In my review of the Sigma 135mm f/1.8 DG HSM Art in Advanced DSLR:
Sigma 135mm f/1.8 DG HSM Art Aperture Series: Pescadero Creek (Nikon D810)
Includes images up to full resolution from f/1.8 through f/16. Diffraction effects are evaluated and shown with/without diffraction mitigating sharpening.
This series and the American Hotel wail in protest for a 72 megapixel Nikon D900. I speak not of just resolution per se (surely a shortcoming of the D810), but also of sidestepping color aliasing and spurious resolution and color purity and similar digital limitations of a Bayer sensor that result when using extremely high quality lenses (presuming that resolution is only resolution is an fundamental conceptual error—see oversampling).
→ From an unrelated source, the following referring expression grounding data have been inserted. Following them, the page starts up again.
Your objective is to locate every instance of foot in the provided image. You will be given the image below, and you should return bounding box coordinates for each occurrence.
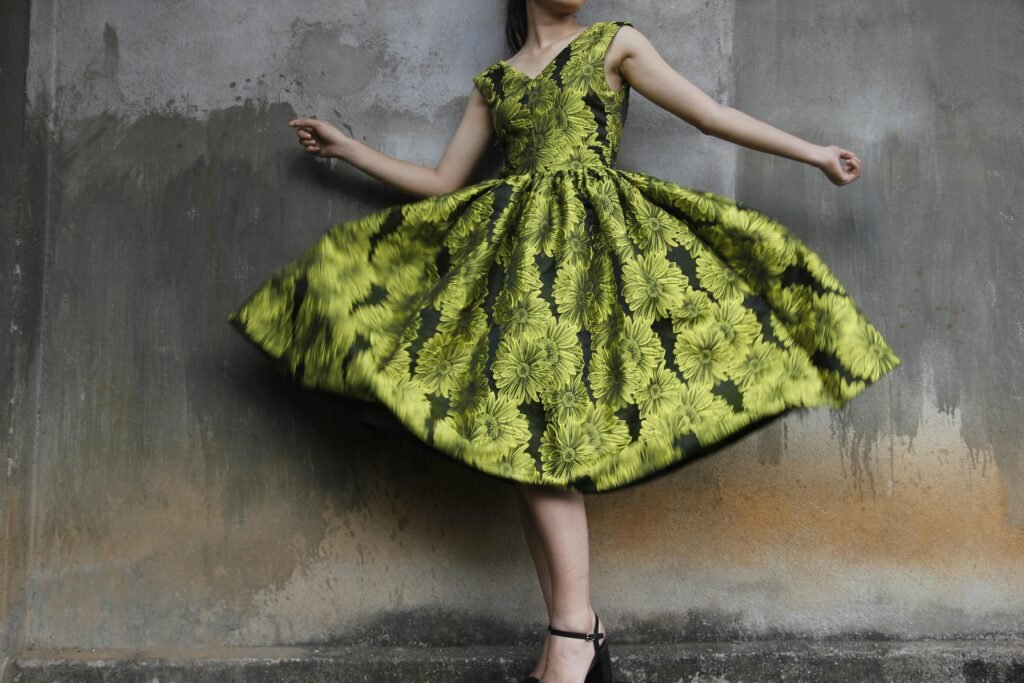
[538,607,606,683]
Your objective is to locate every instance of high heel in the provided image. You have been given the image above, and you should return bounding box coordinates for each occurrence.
[539,611,612,683]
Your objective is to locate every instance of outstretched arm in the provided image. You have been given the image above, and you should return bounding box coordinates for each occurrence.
[609,26,861,186]
[288,83,494,199]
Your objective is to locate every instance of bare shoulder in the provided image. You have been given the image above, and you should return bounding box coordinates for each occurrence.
[607,23,655,64]
[605,23,657,90]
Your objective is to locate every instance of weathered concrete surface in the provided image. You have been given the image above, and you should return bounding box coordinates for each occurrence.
[7,640,1024,682]
[2,0,1022,675]
[1,0,48,674]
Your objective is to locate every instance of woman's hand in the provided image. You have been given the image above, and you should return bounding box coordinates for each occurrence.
[817,145,862,186]
[288,117,353,160]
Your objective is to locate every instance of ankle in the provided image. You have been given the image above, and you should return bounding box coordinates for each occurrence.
[549,605,596,633]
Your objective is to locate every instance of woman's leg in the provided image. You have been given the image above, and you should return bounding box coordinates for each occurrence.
[517,483,606,683]
[516,484,554,678]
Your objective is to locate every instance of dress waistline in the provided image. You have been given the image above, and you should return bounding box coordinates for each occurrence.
[498,161,615,178]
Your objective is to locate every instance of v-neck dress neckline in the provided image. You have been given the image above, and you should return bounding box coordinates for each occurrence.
[498,22,598,82]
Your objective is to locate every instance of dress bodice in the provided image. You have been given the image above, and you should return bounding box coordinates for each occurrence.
[472,20,634,177]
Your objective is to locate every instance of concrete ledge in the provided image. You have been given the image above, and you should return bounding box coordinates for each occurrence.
[4,640,1024,682]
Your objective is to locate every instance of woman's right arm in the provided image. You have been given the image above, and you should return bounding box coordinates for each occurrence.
[288,84,494,199]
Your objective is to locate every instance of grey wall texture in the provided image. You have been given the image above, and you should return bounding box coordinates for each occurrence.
[3,0,1023,669]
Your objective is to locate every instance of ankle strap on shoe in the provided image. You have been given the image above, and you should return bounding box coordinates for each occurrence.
[548,626,605,640]
[547,612,603,640]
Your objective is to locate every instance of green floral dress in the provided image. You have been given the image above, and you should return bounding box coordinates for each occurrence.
[227,20,901,493]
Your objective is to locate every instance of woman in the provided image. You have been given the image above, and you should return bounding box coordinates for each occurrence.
[229,1,901,681]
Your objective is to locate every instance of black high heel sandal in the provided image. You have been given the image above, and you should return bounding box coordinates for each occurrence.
[528,612,612,683]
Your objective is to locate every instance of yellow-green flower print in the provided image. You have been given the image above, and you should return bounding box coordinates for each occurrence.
[540,420,597,482]
[590,342,642,409]
[812,290,859,352]
[469,391,532,452]
[519,186,560,256]
[541,373,590,421]
[519,113,562,172]
[471,71,497,108]
[778,350,826,405]
[585,254,618,328]
[371,234,437,296]
[552,261,589,327]
[448,366,491,414]
[433,412,472,458]
[503,234,546,287]
[557,220,594,265]
[834,315,901,382]
[673,324,736,387]
[618,315,665,372]
[404,191,472,228]
[305,254,372,320]
[709,298,763,355]
[493,289,551,337]
[773,284,814,331]
[229,21,900,494]
[588,307,622,352]
[561,47,613,93]
[622,251,687,322]
[537,317,584,385]
[695,249,748,302]
[493,335,550,404]
[491,443,543,484]
[493,93,532,141]
[670,288,715,333]
[437,301,488,344]
[546,132,605,173]
[501,75,533,107]
[413,330,473,397]
[803,249,847,294]
[521,78,560,116]
[727,339,786,392]
[589,175,626,229]
[369,339,413,383]
[634,363,685,419]
[725,237,791,295]
[628,200,683,254]
[647,382,731,447]
[579,402,632,454]
[380,373,431,434]
[445,192,495,252]
[739,211,798,268]
[572,21,609,55]
[605,96,626,153]
[659,183,718,223]
[549,87,600,144]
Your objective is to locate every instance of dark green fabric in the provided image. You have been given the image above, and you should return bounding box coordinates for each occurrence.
[228,20,901,493]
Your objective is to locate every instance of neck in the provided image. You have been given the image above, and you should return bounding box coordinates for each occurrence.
[523,11,583,49]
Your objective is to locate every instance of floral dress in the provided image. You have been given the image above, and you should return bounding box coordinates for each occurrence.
[227,20,901,493]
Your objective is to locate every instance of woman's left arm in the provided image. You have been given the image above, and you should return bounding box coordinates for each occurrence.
[611,25,862,186]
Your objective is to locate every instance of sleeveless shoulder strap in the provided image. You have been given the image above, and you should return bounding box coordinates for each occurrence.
[472,65,499,108]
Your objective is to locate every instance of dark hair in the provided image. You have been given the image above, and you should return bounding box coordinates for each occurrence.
[505,0,528,54]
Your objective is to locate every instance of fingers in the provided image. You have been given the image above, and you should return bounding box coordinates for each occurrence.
[838,147,861,169]
[292,126,321,154]
[288,117,322,132]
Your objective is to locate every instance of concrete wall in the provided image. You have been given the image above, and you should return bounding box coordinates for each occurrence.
[3,0,1022,666]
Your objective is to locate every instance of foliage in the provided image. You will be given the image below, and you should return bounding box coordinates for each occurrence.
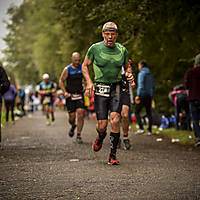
[3,0,200,113]
[4,0,67,85]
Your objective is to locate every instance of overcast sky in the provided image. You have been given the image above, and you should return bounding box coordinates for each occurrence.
[0,0,23,59]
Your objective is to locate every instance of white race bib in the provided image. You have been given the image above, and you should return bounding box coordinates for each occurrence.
[95,84,111,97]
[71,94,82,101]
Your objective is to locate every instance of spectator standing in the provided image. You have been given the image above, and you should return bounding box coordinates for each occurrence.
[17,88,26,116]
[56,90,65,110]
[184,53,200,147]
[135,61,155,135]
[28,91,34,112]
[32,92,40,112]
[168,84,192,131]
[0,62,10,142]
[3,77,17,123]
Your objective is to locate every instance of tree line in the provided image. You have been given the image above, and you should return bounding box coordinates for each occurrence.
[3,0,200,113]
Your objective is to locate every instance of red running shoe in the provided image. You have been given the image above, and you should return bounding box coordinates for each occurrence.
[108,156,120,165]
[93,136,103,152]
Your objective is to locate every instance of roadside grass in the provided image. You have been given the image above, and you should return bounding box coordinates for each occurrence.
[1,111,15,126]
[130,123,195,145]
[1,111,8,126]
[152,127,195,145]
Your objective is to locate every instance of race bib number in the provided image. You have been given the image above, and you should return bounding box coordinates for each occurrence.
[43,96,51,104]
[71,94,82,101]
[95,84,110,97]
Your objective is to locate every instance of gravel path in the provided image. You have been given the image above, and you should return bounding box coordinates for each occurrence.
[0,110,200,200]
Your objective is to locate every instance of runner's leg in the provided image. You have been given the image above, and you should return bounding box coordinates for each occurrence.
[76,108,85,135]
[45,105,51,125]
[121,104,131,149]
[68,112,76,126]
[110,112,120,156]
[121,105,129,137]
[50,106,55,122]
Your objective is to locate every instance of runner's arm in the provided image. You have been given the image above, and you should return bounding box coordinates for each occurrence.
[38,85,45,96]
[50,83,56,96]
[124,63,135,88]
[59,67,70,98]
[82,56,94,96]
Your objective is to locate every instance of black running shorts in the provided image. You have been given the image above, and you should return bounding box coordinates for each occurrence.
[120,74,130,107]
[65,94,85,113]
[94,82,122,120]
[120,91,130,107]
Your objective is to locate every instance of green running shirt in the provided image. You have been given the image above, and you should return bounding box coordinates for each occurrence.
[86,41,129,83]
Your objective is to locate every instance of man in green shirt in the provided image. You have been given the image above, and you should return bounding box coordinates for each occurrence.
[82,22,135,165]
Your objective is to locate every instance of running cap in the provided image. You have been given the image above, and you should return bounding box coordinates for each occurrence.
[43,73,49,79]
[102,22,118,32]
[195,53,200,66]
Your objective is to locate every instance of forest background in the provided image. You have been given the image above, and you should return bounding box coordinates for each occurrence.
[2,0,200,114]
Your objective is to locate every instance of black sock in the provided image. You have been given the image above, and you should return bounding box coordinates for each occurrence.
[77,133,81,137]
[71,124,76,131]
[97,129,107,141]
[110,132,120,157]
[51,112,55,121]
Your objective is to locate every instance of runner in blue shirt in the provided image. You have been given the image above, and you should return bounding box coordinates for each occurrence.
[59,52,85,144]
[38,73,56,125]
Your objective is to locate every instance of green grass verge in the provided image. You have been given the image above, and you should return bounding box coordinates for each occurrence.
[1,111,7,125]
[130,123,195,145]
[1,111,14,126]
[152,128,195,145]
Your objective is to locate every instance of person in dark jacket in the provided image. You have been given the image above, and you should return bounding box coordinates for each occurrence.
[0,62,10,142]
[184,53,200,147]
[135,61,155,135]
[3,77,17,123]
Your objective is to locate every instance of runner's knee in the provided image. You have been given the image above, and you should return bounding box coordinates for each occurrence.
[97,120,107,132]
[69,112,76,122]
[110,113,120,126]
[121,111,129,118]
[121,105,129,118]
[77,109,84,119]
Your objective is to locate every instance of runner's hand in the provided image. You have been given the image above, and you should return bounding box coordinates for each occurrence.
[125,72,135,88]
[130,80,136,88]
[64,92,70,98]
[85,82,94,97]
[135,96,140,104]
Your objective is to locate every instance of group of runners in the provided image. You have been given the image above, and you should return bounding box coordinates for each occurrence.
[38,22,136,165]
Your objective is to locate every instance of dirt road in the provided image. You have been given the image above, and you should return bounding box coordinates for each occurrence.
[0,110,200,200]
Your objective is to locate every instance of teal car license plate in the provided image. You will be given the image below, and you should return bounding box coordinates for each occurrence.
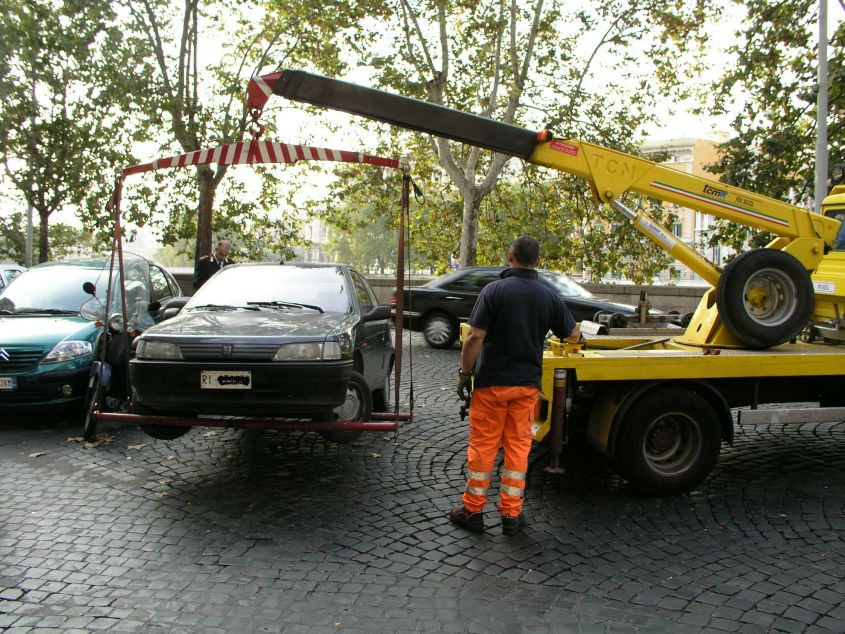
[0,377,17,390]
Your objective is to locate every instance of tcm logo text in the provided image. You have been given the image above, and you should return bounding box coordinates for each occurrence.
[703,185,728,199]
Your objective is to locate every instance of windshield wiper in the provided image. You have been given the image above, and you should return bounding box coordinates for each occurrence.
[188,303,258,312]
[14,308,78,315]
[247,301,323,313]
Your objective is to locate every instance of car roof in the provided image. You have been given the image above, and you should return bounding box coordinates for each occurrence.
[224,262,350,270]
[29,251,152,270]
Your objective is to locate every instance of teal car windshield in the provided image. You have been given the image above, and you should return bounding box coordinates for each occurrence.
[0,267,110,314]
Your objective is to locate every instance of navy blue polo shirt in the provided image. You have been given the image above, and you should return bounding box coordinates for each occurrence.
[468,267,576,389]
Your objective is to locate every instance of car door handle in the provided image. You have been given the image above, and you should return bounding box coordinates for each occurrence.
[445,296,462,300]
The about $1399 price for the Sigma 135mm f/1.8 is a screaming deal that awaits a higher-resolution Nikon camera body. Were Leica to ship this lens, Leica fanboys would rave about it and it would cost $8000. The performance here is better than any Leica M APO lens in resolving power and vastly better in terms of color correction. How Sigma can give make a lens this good at this price is surely intimidating to other companies.
Together with the Nikon 70-200mm f/2.8E FL ED VR (the zoom that looks like medium format in its rendering), we seem to be in a golden age for DSLR lenses, so much so that I question my Sony mirrorless inclinations, particularly if Nikon delivers a D820 or whatever it will be with higher resolution and at least as good dynamic range and per-pixel quality—and an EVF option in the hot shoe would seal the deal.